If type 0 to 9 then set text and a to z also set text

https://jsfiddle.net/2xsnawdk/

 $(".writehere1").on('keydown', function() {
   var key = event.which || event.key;
   if (key < '0' || key > '9') {
     $('#test1').html('detect if write number').fadeIn(500, 'linear');
   }
 });

 $(".writehere2").on('keydown', function() {
   var key = event.which || event.key;
   if (key < 'a' || key > 'z') {
     $('#test2').html('detect if write letter').fadeIn(500, 'linear');
   }
 });

So my problem with if not really understand at all. On first input if write a-z to 0-9 works both why? On second input detect nothing?

So want to detect if write only from letters in other cases show nothing and also with numbers.

Thanks!

Can you show an example of what the user might type and explain what you want to see?

If you write in first input 0 to 9 then show a text with .html function otherwise show nothing. And same with a to z.

Thanks!

 $(".writehere1").on('keydown', function() {
   var key = event.which || event.key;
   if (key < '0' || key > '9') {
     $('#test1').html('detect if write number').fadeIn(500, 'linear');
   }
 });

You are comparing a number (key) to a string ‘0’, ‘9’. You also should console.log the value of key. I think you might be surprised at the value when entering any number 0-9.

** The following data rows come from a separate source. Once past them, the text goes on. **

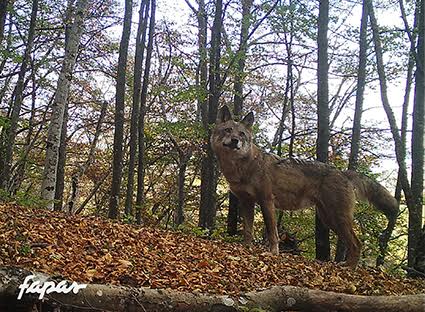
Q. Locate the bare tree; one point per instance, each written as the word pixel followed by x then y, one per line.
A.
pixel 414 226
pixel 6 149
pixel 3 13
pixel 140 196
pixel 60 101
pixel 232 218
pixel 137 82
pixel 416 236
pixel 322 231
pixel 208 207
pixel 119 112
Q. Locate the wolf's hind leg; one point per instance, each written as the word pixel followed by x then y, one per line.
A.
pixel 346 233
pixel 267 208
pixel 247 214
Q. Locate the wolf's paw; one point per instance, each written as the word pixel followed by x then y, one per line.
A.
pixel 274 250
pixel 346 264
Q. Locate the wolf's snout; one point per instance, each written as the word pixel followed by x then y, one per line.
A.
pixel 233 144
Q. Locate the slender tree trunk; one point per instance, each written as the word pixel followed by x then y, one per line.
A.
pixel 3 13
pixel 6 152
pixel 413 231
pixel 202 75
pixel 232 217
pixel 208 207
pixel 61 98
pixel 119 112
pixel 358 110
pixel 361 83
pixel 137 82
pixel 409 80
pixel 322 231
pixel 184 158
pixel 76 178
pixel 415 214
pixel 140 196
pixel 60 179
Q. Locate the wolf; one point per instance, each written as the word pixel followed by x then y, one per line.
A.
pixel 257 177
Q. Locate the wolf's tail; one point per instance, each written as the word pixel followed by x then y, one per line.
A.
pixel 369 190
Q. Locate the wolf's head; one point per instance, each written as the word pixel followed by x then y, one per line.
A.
pixel 231 138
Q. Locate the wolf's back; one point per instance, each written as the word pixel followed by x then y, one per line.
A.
pixel 371 191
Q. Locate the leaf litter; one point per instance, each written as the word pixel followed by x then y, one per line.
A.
pixel 96 250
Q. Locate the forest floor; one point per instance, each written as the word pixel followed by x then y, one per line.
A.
pixel 95 250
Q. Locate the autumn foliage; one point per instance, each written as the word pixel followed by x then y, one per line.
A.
pixel 95 250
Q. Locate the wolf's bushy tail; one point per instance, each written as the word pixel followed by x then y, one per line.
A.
pixel 369 190
pixel 373 192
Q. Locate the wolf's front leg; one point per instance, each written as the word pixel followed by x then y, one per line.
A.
pixel 247 214
pixel 267 208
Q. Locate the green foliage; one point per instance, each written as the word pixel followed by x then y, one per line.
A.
pixel 4 122
pixel 25 250
pixel 23 199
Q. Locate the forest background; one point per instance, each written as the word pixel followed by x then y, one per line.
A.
pixel 106 109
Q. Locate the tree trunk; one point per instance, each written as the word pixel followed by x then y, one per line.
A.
pixel 119 112
pixel 358 110
pixel 137 82
pixel 61 98
pixel 412 242
pixel 415 214
pixel 75 189
pixel 184 158
pixel 202 71
pixel 412 34
pixel 120 298
pixel 322 231
pixel 140 196
pixel 208 203
pixel 232 217
pixel 3 13
pixel 60 179
pixel 6 151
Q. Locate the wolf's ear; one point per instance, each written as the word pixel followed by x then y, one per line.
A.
pixel 223 115
pixel 248 120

So you think because string?

 $(".writehere1").on('keydown', function() {
   var key = event.which || event.key;
   if (key < 0 || key > 9) {
     $('#test1').html('detect if write number key ' +key).fadeIn(500, 'linear');
   }
 });

https://jsfiddle.net/bxw2j01y/

So remove string but still why show message if still write only letters not numbers?

Thanks!

Put a console.log(key) before the if statement and see what the value of key is for every number 0-9. Then type in any letter and see what key is. Then you will see the problem.

1 Like

I plan to event key:

event.key 0 to event.key 9 not like 48 and 57? So cant use this for that detect purpose? As it use event.which?

48

event.key

0

event.location

0(General keys)

event.which[(deprecated)](https://developer.mozilla.org/en-US/docs/Web/API/KeyboardEvent)

48

event.code

Digit0

57

event.key

9

event.location

0(General keys)

event.which[(deprecated)](https://developer.mozilla.org/en-US/docs/Web/API/KeyboardEvent)

57

event.code

Digit9

Thanks!